The Big Exploration of Japanese Food
—"The North" trip of tasting the cate
"My mother's birthdayis coming, where shall I invite her to eat birthday dinner?" Icontemplated, suddenly thought of " Japanese Food Base Camp","Right, to The North! Guarantee to make mother feel happy, also accordwith the requirement of our comprehensive practical activities, experience theJapanese food by the way!" under my proposal,my uncle’s family and minecame to the “Northern Japanese Cuisine".
In the chartered roomwith an undersized door and a tatami woven with bamboos, the rich and colorfulfeast attracted me: the matsutake soup, the backscrolling Sushi, the fruitsalad, the saury poured with juice, the sizzling beef......
The most unique flavorwas "Sake". I lifted up a fine bone china cup, poured a cup of wine,the wine in the small cup was just like a cup of cold water with an ugly face,but exuding a unique fresh lemon flavour. My mother advised me to taste. I sippedmy mouth with great care, drank it: bitter and warm, but when it was down intothe stomach, Spurts of warm water energized me.
The most special tastewas the "Raw Salmon Slices" with pink fillets and attractive color.When clipping gently with chopsticks, they were just like elastic tofu. Had anice bite, put them in the mouth, tasted carefully, they were just aslubricated as a block of delicate jelly, without any feeling of the rough beef.
The "fried shrimptempura" had a unique "face". The pinkish sweet shrimps,hunching, wore golden thin coats, interwove together, "sat" on the"yellow Satin" made from lotus root slices, green peppers, radishes, seemedlike a golden statue. This dish was the most appetizing to me, fresh but withoutgrease, crisp and delicious.All of us had a hearty drink, ate with relish.

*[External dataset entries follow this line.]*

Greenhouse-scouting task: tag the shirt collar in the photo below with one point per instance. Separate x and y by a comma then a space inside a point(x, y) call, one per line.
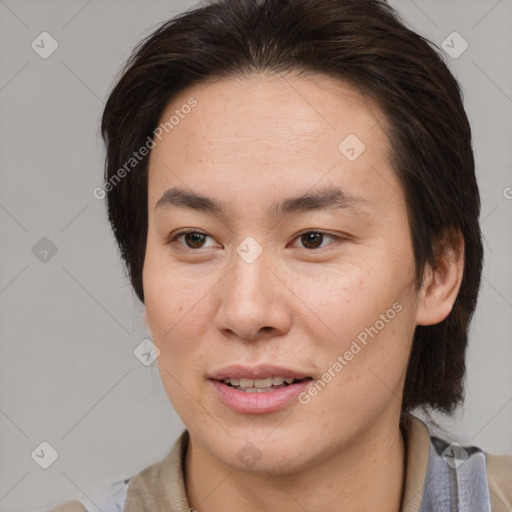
point(162, 486)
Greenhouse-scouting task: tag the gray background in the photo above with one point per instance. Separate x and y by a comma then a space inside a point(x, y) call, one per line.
point(69, 324)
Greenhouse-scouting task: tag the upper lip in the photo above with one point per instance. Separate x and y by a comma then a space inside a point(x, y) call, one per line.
point(257, 372)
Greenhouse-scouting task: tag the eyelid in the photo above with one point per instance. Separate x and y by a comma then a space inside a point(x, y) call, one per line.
point(174, 236)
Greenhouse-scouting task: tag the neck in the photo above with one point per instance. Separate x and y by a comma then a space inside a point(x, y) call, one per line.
point(368, 475)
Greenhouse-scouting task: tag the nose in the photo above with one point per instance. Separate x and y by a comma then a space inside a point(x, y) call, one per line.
point(253, 301)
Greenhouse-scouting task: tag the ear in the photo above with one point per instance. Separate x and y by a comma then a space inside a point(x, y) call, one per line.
point(145, 318)
point(441, 284)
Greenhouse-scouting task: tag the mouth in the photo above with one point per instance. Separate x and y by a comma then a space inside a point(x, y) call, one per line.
point(262, 385)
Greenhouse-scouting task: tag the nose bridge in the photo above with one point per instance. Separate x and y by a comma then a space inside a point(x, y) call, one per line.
point(250, 300)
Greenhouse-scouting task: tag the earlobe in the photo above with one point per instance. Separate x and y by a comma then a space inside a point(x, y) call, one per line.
point(441, 284)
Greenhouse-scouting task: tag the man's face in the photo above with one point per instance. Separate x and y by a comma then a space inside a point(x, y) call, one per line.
point(320, 288)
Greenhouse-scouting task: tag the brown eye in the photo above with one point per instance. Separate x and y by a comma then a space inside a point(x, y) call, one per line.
point(191, 240)
point(315, 239)
point(312, 240)
point(194, 240)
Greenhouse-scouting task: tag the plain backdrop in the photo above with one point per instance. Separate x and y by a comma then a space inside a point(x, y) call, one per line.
point(69, 322)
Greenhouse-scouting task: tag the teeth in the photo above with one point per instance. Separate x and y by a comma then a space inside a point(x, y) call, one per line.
point(266, 383)
point(263, 383)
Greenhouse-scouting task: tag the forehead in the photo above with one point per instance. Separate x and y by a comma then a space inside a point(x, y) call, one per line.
point(272, 135)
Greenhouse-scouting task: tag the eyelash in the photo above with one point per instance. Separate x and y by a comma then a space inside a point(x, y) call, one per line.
point(172, 239)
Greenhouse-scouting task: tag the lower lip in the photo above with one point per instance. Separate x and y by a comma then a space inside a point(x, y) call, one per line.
point(259, 403)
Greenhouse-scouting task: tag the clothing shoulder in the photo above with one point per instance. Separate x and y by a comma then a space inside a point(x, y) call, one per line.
point(70, 506)
point(108, 499)
point(499, 477)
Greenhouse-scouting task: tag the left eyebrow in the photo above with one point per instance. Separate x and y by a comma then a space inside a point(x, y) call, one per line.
point(329, 198)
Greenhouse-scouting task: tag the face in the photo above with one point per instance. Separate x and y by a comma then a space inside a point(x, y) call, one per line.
point(278, 246)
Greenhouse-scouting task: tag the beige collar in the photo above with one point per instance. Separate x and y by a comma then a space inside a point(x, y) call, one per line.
point(162, 486)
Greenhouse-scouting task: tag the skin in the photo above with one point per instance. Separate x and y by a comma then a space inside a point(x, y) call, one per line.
point(252, 141)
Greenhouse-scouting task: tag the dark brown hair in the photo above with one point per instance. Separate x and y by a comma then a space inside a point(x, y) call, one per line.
point(364, 43)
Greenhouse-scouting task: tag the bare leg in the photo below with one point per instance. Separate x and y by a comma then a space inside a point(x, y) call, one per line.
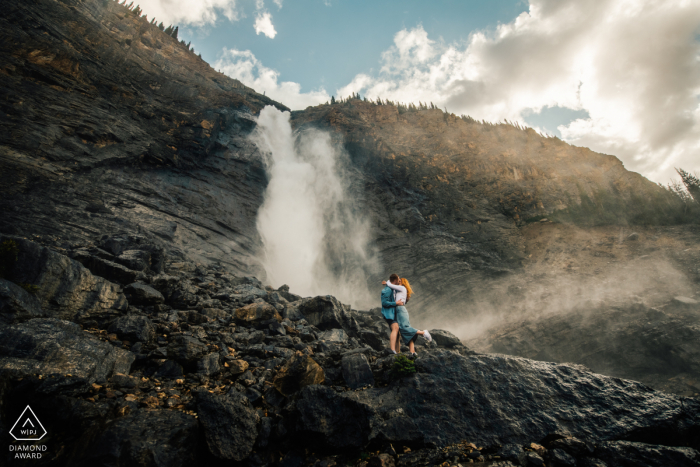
point(394, 336)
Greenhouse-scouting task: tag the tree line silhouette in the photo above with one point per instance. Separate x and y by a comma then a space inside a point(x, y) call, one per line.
point(170, 30)
point(678, 203)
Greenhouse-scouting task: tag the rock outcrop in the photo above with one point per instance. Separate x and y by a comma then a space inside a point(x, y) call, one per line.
point(658, 346)
point(175, 386)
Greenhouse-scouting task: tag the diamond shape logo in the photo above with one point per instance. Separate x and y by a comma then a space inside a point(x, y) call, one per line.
point(28, 427)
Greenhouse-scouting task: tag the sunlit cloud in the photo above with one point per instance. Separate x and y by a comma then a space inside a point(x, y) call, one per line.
point(243, 66)
point(633, 66)
point(263, 24)
point(188, 12)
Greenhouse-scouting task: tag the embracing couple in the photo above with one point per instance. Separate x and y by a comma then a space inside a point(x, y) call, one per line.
point(395, 294)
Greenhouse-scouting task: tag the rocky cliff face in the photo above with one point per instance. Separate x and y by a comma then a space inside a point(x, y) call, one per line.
point(130, 322)
point(447, 195)
point(208, 368)
point(112, 125)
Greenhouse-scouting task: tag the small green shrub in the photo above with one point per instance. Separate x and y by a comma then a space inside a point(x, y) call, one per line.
point(403, 366)
point(9, 252)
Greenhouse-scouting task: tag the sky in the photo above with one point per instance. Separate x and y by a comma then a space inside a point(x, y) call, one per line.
point(621, 77)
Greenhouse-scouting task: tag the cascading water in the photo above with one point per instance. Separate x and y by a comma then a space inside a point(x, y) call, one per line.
point(314, 238)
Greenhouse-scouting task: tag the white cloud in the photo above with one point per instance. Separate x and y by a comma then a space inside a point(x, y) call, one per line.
point(263, 24)
point(190, 12)
point(633, 65)
point(243, 66)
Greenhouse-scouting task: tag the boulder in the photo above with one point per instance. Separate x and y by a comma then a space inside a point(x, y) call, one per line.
point(277, 329)
point(186, 350)
point(45, 345)
point(139, 293)
point(374, 340)
point(299, 371)
point(559, 458)
point(169, 369)
point(230, 424)
point(236, 367)
point(339, 422)
point(65, 288)
point(334, 335)
point(326, 312)
point(492, 399)
point(108, 269)
point(444, 338)
point(632, 454)
point(133, 328)
point(292, 313)
point(146, 438)
point(136, 260)
point(17, 305)
point(215, 313)
point(209, 364)
point(256, 312)
point(135, 252)
point(356, 371)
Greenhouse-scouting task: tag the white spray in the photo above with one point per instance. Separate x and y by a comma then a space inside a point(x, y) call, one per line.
point(314, 238)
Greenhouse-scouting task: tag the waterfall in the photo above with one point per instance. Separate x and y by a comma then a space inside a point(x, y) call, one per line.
point(314, 236)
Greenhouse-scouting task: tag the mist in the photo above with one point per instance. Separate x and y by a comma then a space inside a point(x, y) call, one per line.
point(314, 236)
point(540, 291)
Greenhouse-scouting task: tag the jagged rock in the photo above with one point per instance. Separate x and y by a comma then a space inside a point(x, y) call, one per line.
point(685, 301)
point(186, 350)
point(631, 454)
point(237, 367)
point(146, 438)
point(133, 328)
point(141, 294)
point(292, 313)
point(496, 399)
point(531, 459)
point(340, 421)
point(334, 335)
point(215, 313)
point(374, 340)
point(169, 369)
point(108, 269)
point(356, 371)
point(136, 260)
point(381, 460)
point(510, 452)
point(277, 329)
point(66, 289)
point(256, 312)
point(209, 364)
point(124, 381)
point(299, 371)
point(559, 458)
point(326, 312)
point(230, 424)
point(276, 297)
point(573, 446)
point(660, 348)
point(135, 252)
point(17, 305)
point(46, 345)
point(444, 338)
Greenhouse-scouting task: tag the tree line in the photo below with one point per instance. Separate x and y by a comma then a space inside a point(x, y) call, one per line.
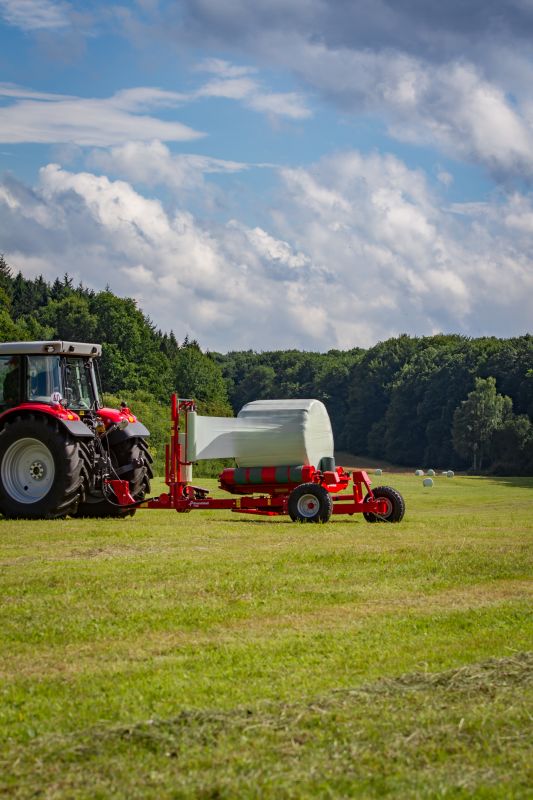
point(444, 401)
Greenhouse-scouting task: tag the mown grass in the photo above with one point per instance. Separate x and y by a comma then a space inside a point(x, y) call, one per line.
point(217, 655)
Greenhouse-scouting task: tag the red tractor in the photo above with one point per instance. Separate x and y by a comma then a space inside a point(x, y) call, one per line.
point(60, 449)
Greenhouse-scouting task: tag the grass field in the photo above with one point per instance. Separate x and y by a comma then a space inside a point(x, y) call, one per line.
point(212, 655)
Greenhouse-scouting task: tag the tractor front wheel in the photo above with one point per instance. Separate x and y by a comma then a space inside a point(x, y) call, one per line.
point(310, 502)
point(40, 469)
point(394, 502)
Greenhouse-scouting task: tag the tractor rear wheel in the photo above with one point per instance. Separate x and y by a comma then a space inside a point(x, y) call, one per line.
point(310, 502)
point(131, 462)
point(394, 502)
point(40, 469)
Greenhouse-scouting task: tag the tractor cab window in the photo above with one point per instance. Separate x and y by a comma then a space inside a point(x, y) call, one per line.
point(9, 380)
point(79, 393)
point(44, 379)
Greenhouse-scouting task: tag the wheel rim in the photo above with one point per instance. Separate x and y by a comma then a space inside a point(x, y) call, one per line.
point(27, 471)
point(308, 506)
point(388, 503)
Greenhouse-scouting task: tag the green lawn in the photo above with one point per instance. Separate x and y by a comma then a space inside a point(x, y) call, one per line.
point(216, 655)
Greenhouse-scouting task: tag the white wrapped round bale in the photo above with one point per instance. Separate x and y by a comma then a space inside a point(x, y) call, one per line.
point(283, 432)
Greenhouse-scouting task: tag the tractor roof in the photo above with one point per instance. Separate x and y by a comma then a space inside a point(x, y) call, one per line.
point(54, 348)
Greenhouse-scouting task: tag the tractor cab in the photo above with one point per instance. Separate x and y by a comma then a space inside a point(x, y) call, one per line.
point(50, 373)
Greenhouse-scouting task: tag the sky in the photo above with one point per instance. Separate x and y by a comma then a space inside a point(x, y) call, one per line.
point(308, 174)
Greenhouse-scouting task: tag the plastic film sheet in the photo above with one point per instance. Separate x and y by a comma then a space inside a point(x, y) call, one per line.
point(265, 433)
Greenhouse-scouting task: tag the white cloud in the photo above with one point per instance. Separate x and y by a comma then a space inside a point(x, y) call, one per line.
point(235, 83)
point(359, 249)
point(450, 106)
point(89, 121)
point(46, 118)
point(152, 164)
point(33, 15)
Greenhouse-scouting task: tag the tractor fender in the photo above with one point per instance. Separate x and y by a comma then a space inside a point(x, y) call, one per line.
point(133, 430)
point(74, 426)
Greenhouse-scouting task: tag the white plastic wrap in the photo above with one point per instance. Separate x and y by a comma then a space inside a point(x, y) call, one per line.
point(265, 433)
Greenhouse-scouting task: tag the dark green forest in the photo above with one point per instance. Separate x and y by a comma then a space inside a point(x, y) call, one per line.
point(444, 401)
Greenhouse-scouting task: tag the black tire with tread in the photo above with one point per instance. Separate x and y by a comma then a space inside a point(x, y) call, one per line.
point(325, 503)
point(395, 501)
point(122, 454)
point(66, 491)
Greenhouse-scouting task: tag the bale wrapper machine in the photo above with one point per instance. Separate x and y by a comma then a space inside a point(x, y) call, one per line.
point(284, 453)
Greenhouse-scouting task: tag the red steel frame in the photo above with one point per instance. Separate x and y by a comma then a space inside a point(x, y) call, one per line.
point(274, 498)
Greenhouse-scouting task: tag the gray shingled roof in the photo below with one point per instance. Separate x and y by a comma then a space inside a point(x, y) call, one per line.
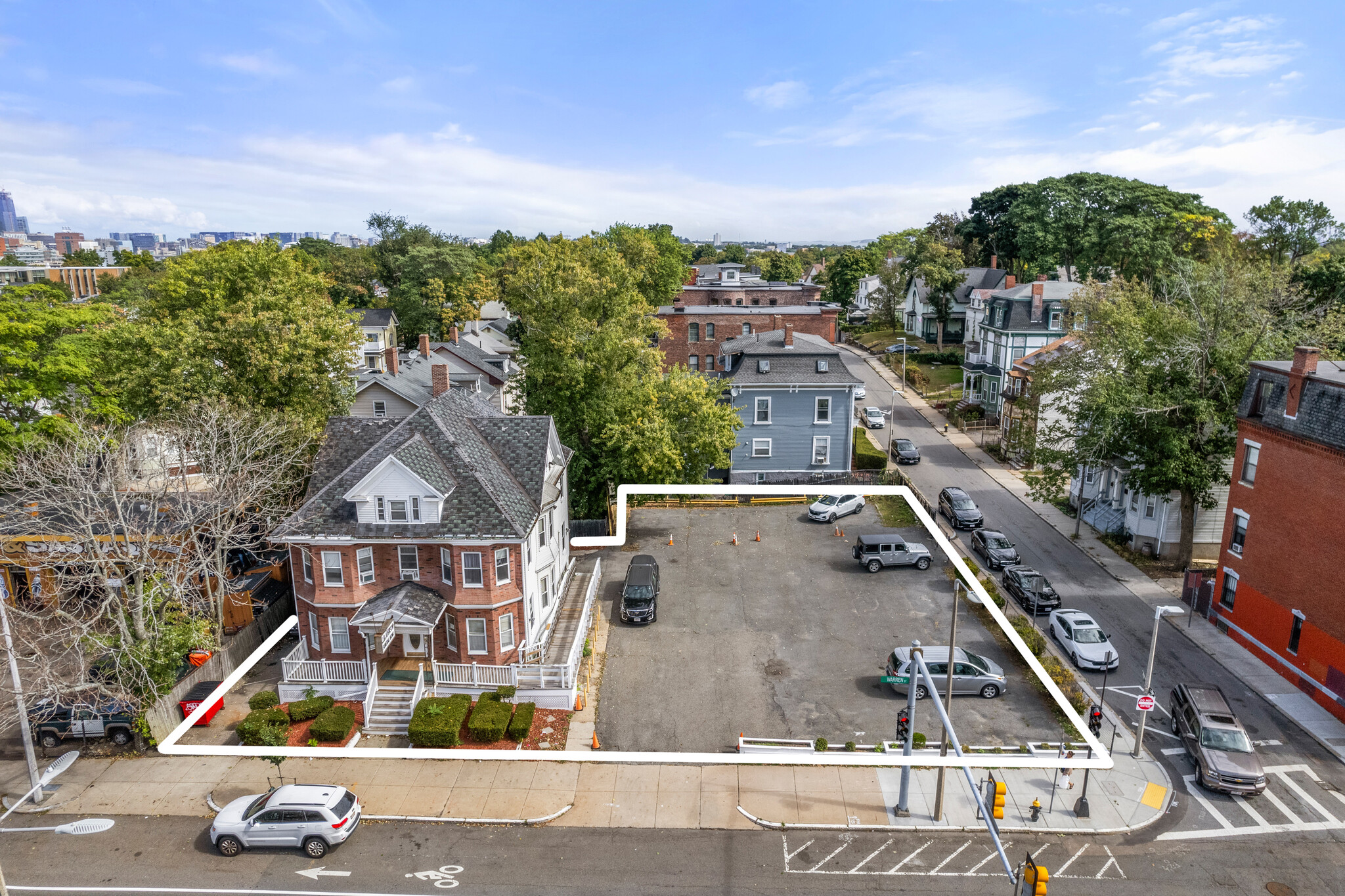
point(493, 463)
point(1321, 410)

We enjoyed the food withfun while appreciated parts of exquisite beautiful "arts".
The exploration of food letme appreciate Japanese cuisine culture of " Eating is art". As aresult, my food research activities were successful to end!
In this integratedpractical activity, I experienced: checking the information, making theoutline, interviewing on-the-spot, tasting the food, writing the experiencediary,designing the food newspaper. These links let me harvest a lot.Thus, thisresearch was successfully concluded!
日本美食大探秘
——“北国”品尝美食之旅
“妈妈的生日要到了,请她去哪吃生日宴呢?”我冥思苦想,突然想到了“日本美食大本营”,“对了,去北国吧!保证让妈妈吃得开心,也正好符合我们的综合实践活动的要求,顺便体验一下日本美食!”在我的这个提议下,我们和大舅一家人到了“北国日本料理”。
在有着矮小的拉门,竹子编的榻榻米的包房中,丰富多彩的盛宴吸引了我:松茸汤、反卷寿司、水果沙拉、汁浇秋刀鱼、铁板牛柳......
风味最独特的是“清酒”。我提起精致的骨瓷酒壶,斟了一杯酒,在小小的酒盅里,它就像一杯凉开水,其貌不扬。却散发着一股特有的清新的柠檬味。妈妈建议我品尝。我小心翼翼地抿着嘴,喝下去,温温的有些酸苦,但是下到肚里,一股股向上窜的暖流使人精神振奋。
口感最特别的是“生三文鱼片”。粉红的鱼片,色泽诱人。用筷子轻轻地夹上来,如同夹豆腐一般富有弹性。美美地咬上一口,含在口中,细细品味,仿佛一块细腻的果冻那样润滑,丝毫感觉不到牛肉那种粗糙。
“相貌”独一无二的是“炸虾天妇罗”。桃红色的甜虾,弯腰驼背,披着金黄细长的外衣,交织缠绕在一起,“坐”在穿着“黄绸缎”的藕片、青椒、萝卜上,仿佛一座金光灿烂的雕塑。这道菜最对我的胃口,鲜而不腻,脆爽可口。大家开怀畅饮,吃得津津有味。
我们一边欣赏着一件件玲珑精美的“艺术品”,一边美滋滋地享用着美食。 这次美食探秘让我领略了日本的“吃即艺术”的美食文化。
本次综合实践活动,我经历了:查资料,编提纲,现场采访,品尝美食,写体验日记,设计美食手抄报。这些环节,让我收获真多,此次研究成功结束!